Uncertainty Principle

By Crispin Sartwell

Back in 1972, the Youth International Party (aka Yippies) nominated Nobody for president. When more people failed to vote than voted for either George McGovern or Richard Nixon, the Yippies declared that Nobody had won, so that the office of president was vacant.

Ah, idealism. Unfortunately, according to the Constitution, the candidate with the most electoral college votes wins, even if no one votes in the popular election. Instead of a happy anarchy under the benevolent gaze of Chairman Abbie Hoffman we endured (as perhaps you will recall) the dimestore satans of Nixon's inner circle.

But in 2000, Nobody really did win. The Miami Herald, after recounting 64,248 Florida undervotes under the system advocated by Al Gore (counting every dimpled or pricked ballot) tripled Bush's margin to 1,665. "The decision made by the American people now is numerically confirmed," said former Montana governor Mark Racicot, speaking for the Republicans.

On the other hand, if only clean punches were accepted, Gore would have won by three votes. Bob Poe, chairman of the Florida Democratic Party, maintained that "My feeling is still that more people went to the polls to vote for Al Gore than went to vote for George W. Bush."

Meanwhile, the Herald, Knight-Ridder, several Florida newspapers, and the USA Today are in the process of recounting 110,000 overvotes - which machines indicated had more than one candidate punched - and a University of Chicago group is recounting the state as a whole.

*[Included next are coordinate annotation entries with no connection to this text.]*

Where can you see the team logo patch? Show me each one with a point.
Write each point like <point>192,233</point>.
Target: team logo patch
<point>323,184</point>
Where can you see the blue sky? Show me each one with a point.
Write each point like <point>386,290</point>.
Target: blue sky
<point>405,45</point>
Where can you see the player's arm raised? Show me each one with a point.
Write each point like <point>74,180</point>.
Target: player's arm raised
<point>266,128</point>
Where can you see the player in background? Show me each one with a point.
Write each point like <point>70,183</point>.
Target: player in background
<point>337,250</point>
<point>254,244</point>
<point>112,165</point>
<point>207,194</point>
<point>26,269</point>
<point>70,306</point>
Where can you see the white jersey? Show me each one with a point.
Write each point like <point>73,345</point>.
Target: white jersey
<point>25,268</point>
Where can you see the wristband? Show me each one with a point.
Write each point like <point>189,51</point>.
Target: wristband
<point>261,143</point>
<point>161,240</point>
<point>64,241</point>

Each of these counts may lead to squabbling, but the squabbling will be dull because (a) Bush occupies the White House, and (b) none of the counts can be a decisive demonstration that one candidate got more votes than the other.

There is no codified agreement about constitutes a valid ballot, and there is no way to go back and reconstruct the intentions of each voter, whatever Poe's "feeling" may be. So we have to live with the uncertainty, which I guess turns out not to be as hard as we thought. Plus it seemed like Bush was pleased to win, and Gore was relieved to lose.

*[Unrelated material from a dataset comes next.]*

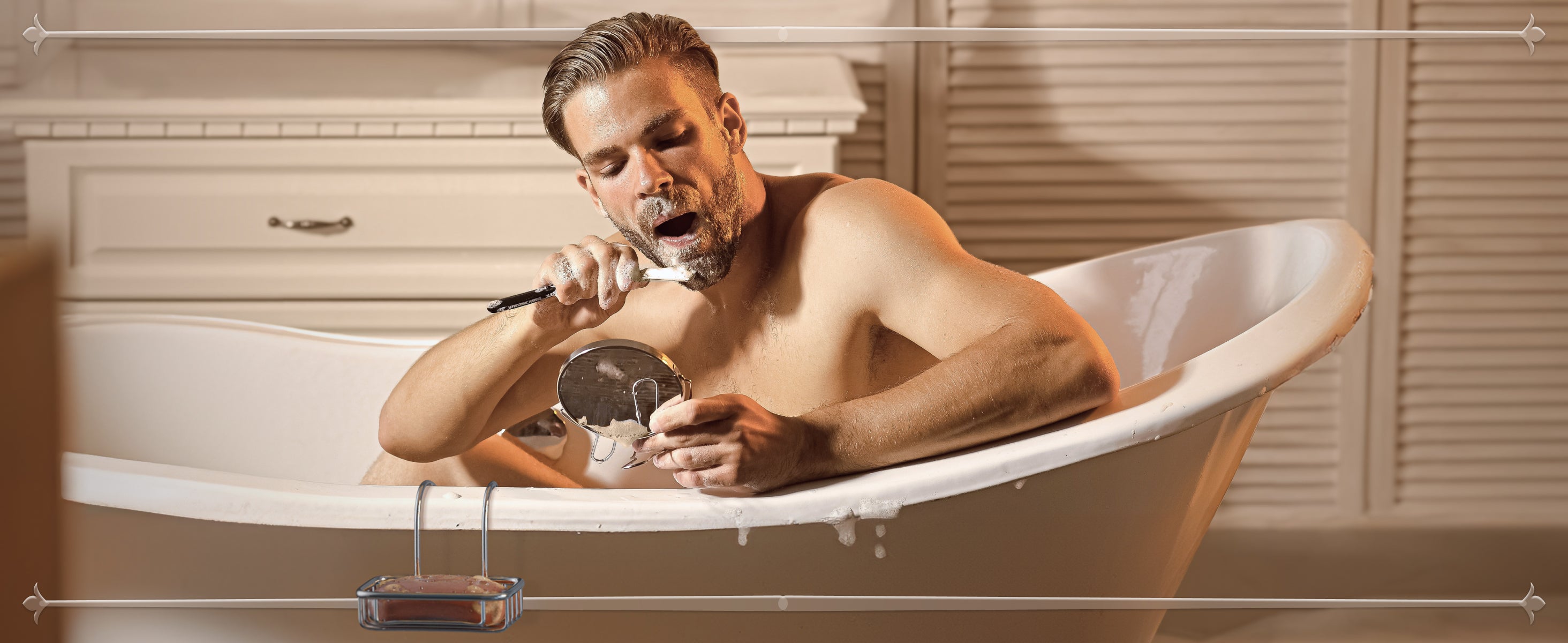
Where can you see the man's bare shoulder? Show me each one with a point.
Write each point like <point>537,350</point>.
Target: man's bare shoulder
<point>872,212</point>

The odd idea that Poe wants the election decided on his intuition about what hundreds of thousands of people intended is matched in absurdity by the Republicans' repeated declaration, based on a few hundred ambiguous ballots that "the people have spoken."

In fact, of the several myths of democracy punctured like clean ballots in the 2000 election, the idea that "the people" have a voice, or a will, is the first casualty. Individual people have wills and voices - though even these can be ambivalent and ambiguous. "The people" have the will and the voice of all these people at once: in other words, an incomprehensible cacaphony.

Occasionally you can get an order out of this cacaphony, but then you need to lead or inspire actual individual people, and neither George W. Bush nor Al Gore is capable of doing that.

For that reason among others, it is not all that important who is president. The more significant lesson of the Florida counts is that even in the land of gleaming skyscrapers, pristine lawns, and machine counts, we have to live with irremediable uncertainty.

We can't know: who won the election, whether we'll live to see tomorrow, whether God exists or loves us, whether our kids will turn out okay, whether human cloning is a good idea, whether we're dreaming right now, whether there are any scientific principles that are more than mere approximations, whether we need a twelve-step program, whether Rothko was a better painter than Delacroix, whether the Heisenberg uncertainty principle is true, whether we can ever be certain of anything.

Compared to all that, the uncertainty in Florida is trivial.